Workshop – Design thinking in music teacher training: Connecting democracy, music and digital literacy
Together with third year students of the bachelor Music in Education at the conservatory of ArtEZ University of the Arts in Enschede, I will deliver a workshop at the EAS conference in Vienna.
Abstract of the workshop:
Recently, two new subject areas —Digital Literacy and Citizenship Education (SLO, 2025)—have been introduced in the Netherlands to define what pupils are expected to achieve in these subjects during primary education and the first years of secondary education. This development prompted last semester’s innovation assignment for third-year students (pre-service music teachers at a Dutch conservatoire) in the music education laboratory course called moLab (Author, 2021).
The course aims to help students innovate music education through the iterative development and implementation of technology, while also practicing research skills and learning how to design technology as domain experts in music education. Last semester’s innovation assignment explored how democracy—as a key theme within citizenship education—can be taught through technology by integrating these new subject areas with music education.
In this workshop, participants will engage in the same innovation assignment while experiencing the key elements of the moLab course. Following a short introduction to the course and the assignment, participants work in groups through six stages of design thinking: empathise, define, ideate, prototype, test (Hasso Plattner Institute of Design at Stanford, 2018) and implement. Each group will be joined by one or more moLab students.
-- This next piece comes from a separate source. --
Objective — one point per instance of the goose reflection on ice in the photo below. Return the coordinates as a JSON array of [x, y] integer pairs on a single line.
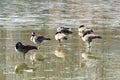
[[20, 68], [36, 57], [88, 59]]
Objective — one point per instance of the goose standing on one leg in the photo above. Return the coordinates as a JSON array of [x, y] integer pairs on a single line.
[[88, 37], [24, 48], [82, 29], [38, 39], [59, 36]]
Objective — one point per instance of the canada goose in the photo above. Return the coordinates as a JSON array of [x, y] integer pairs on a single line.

In four short rounds (10 minutes each), the groups will: 1) briefly research the theme of democracy; 2) decide on the main design criteria; 3) generate ideas for possible technology designs that fit the criteria; and 4) the moLab students will then present their own prototypes. Participants will subsequently be invited to test these prototypes, which will be accompanied by posters to illustrate the implementation stage of the moLab course. We conclude with a plenary discussion in which participants reflect on their experience and leave with practical ideas for connecting democratic and digital literacy goals to music education in their own teacher training programmes.